Он поговорил с Гарольдом, и по облегчению в его голосе понял: слышно, что он пришел в норму. Он поговорил с Виллемом. «У тебя голос повеселее», — сказал Виллем, и в его голосе он тоже услышал облегчение.
«Так и есть», — ответил он. Он почувствовал ноющее сожаление после этих двух разговоров, но его решимость не поколебалась. Так или иначе, им он ни к чему; он лишь скопище нелепых проблем, и больше ничего. Если он сам себя не остановит, он задавит их своими потребностями. Он будет бесконечно паразитировать на них, пока не сжует их плоть полностью; они справлялись с любыми сложностями, которые он создавал, и все равно он находил новые способы их уничтожать. Какое-то время они будут его оплакивать, потому что они хорошие люди, лучше не бывает, и ему хотелось попросить прощения за это — но в конце концов они увидят, что без него их жизнь стала лучше. Они увидят, сколько времени он у них крал; увидят, какой он был вор, как он высасывал всю их энергию, все внимание, как он их обескровливал. Он надеялся, что они простят его; он надеялся, что они поймут, что он таким способом просит у них прощения. Он отпускал их — он любил их больше всего на свете, и именно так поступают с любимыми людьми: им дарят свободу.
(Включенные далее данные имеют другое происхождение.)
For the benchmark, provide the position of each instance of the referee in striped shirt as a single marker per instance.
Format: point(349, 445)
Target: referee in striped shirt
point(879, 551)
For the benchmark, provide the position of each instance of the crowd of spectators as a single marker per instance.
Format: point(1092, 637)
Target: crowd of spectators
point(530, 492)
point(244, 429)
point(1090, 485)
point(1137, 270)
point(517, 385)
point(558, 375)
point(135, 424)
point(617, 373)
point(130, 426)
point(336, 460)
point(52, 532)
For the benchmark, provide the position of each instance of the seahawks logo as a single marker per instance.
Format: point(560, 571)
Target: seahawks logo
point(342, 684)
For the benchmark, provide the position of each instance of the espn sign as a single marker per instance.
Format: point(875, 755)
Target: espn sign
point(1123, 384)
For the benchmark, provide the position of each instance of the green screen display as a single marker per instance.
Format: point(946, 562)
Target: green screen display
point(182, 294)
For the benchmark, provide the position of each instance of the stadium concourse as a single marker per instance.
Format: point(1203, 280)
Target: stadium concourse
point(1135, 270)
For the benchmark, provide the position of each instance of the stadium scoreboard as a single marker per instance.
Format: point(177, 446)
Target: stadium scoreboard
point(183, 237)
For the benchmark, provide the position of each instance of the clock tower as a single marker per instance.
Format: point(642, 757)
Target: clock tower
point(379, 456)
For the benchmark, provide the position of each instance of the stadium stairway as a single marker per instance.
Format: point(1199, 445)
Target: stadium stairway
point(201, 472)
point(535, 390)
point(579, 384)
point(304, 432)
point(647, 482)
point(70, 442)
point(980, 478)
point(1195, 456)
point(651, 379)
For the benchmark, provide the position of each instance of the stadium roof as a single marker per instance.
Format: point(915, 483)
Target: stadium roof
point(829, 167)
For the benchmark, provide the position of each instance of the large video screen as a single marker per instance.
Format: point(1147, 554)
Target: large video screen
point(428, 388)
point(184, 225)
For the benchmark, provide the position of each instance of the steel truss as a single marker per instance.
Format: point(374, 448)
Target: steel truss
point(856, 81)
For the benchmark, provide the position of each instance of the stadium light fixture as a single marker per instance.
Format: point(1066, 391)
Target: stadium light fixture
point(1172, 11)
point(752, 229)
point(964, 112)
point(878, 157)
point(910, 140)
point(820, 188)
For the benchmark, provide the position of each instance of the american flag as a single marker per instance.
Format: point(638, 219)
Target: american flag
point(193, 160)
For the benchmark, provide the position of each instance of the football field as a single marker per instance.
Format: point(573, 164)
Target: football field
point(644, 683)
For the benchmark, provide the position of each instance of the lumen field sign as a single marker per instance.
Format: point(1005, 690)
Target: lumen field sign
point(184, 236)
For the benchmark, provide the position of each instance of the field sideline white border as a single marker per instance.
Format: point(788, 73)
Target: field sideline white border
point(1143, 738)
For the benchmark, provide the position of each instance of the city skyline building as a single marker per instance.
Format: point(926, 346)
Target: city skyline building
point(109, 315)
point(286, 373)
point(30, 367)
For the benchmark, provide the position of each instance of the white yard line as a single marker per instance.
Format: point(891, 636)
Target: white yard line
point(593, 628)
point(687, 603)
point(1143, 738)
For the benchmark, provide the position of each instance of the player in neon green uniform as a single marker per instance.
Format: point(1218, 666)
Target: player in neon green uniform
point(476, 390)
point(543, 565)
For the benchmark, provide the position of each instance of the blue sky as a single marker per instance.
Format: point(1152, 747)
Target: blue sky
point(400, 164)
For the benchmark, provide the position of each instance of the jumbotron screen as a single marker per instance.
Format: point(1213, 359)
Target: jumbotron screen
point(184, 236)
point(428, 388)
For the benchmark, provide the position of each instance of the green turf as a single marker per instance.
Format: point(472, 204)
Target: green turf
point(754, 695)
День пришел, понедельник в конце сентября. Накануне вечером он осознал, что прошел почти ровно год после избиения, хотя он ничего специально не подгадывал. В тот вечер он ушел с работы рано. Он провел уикенд, приводя в порядок свои проекты; написал Люсьену служебную записку, подробно описывая состояние всех своих рабочих дел. Дома он разложил на обеденном столе письма и экземпляр завещания. Он сообщил менеджеру мастерской Ричарда, что туалет в большой ванной комнате подтекает, и попросил, чтобы Ричард на следующий день в девять впустил в квартиру водопроводчика — и у Ричарда, и у Виллема были ключи от его квартиры, — потому что он сам будет в командировке.
Он снял пиджак, ботинки, часы, развязал галстук и пошел в ванную. Он сел в душевой кабине с закатанными рукавами. У него был с собой стакан виски, из которого он отхлебывал для уверенности, и канцелярский нож — он понимал, что нож будет легче удержать, чем лезвие. Он знал, что надо сделать: три прямых продольных надреза, глубоких и длинных насколько возможно, по венам на обеих руках. А потом он ляжет и будет ждать.
Он немного подождал и немного поплакал, потому что он устал, ему было страшно и потому что он был готов отправиться в путь, готов уйти. Наконец он потер глаза и начал. Сначала левая рука. Он сделал первый надрез, получилось больнее, чем он ожидал, он вскрикнул. Потом второй. Он снова отхлебнул виски. Кровь была густой, не жидкой, а скорее студенистой, переливчатой, яркой и маслянисто-черной. Штаны уже промокли от крови, хватка уже ослабевала. Он сделал третий надрез.